1

After reading Chapter 10 of "The Definitive ANTLR 4 Reference", I tried to write a simple analyzer to get lexical attributes, but I got an error. How can I get the lexical attributes?

lexer grammar TestLexer;

SPACE:                       [ \t\r\n]+ -> skip;

LINE:                        INT DOT [a-z]+ {System.out.println($INT.text);};
INT:                         [0-9]+;
DOT:                         '.';
[INFO] 
[INFO] --- antlr4-maven-plugin:4.9.2:antlr4 (antlr) @ parser ---
[INFO] ANTLR 4: Processing source directory /Users/Poison/IdeaProjects/parser/src/main/antlr4
[INFO] Processing grammar: me.tianshuang.parser/TestLexer.g4
[ERROR] error(128): me.tianshuang.parser/TestLexer.g4:5:65: attribute references not allowed in lexer actions: $INT.text
[ERROR] /Users/Poison/IdeaProjects/parser/me.tianshuang.parser/TestLexer.g4 [5:65]: attribute references not allowed in lexer actions: $INT.text

ANTLR4 version: 4.9.2.

Reference:
antlr4/actions.md at master · antlr/antlr4 · GitHub
How to get the token attributes in Antlr-4 lexer rule's action · Issue #1946 · antlr/antlr4 · GitHub

Poison
  • 389
  • 2
  • 14

2 Answers2

1

How can I get the lexical attributes?

You can't: labels are simply not supported in lexer rules.
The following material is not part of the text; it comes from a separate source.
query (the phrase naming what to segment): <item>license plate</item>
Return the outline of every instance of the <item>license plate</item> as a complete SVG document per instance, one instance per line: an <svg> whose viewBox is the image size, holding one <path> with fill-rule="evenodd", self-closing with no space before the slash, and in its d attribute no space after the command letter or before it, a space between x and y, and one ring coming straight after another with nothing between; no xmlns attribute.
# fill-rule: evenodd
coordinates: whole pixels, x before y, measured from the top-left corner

You might say, "well, but I'm not using any labels!". But the following:

INT DOT [a-z]+ {System.out.println($INT.text);}

is just a shorthand notation for:

some_var_name=INT DOT [a-z]+ {System.out.println($some_var_name.text);}

where some_var_name is called a label.

If you remove the embedded code (the stuff between { and }), add a label before INT and then generate a lexer, you'll see the following warning being printed to stderr:

labels in lexer rules are not supported in ANTLR 4; actions cannot reference elements of lexical rules but you can use getText() to get the entire text matched for the rule

The last part means that you can grab the entire text of the lexer rule like this:

LINE
 : INT DOT [a-z]+ {System.out.println(getText());}
 ;

But grabbing text from individual parts of a lexer rule is not possible.

Bart Kiers
  • 166,582
  • 36
  • 299
  • 288
0

Try to separate the concerns of the lexer and other output matters: that's a main focus point of Antlr VS Bison/Flex. You can use for example visitor/listener patterns from the other chapters of the book.

rikyeah
  • 1,896
  • 4
  • 11
  • 21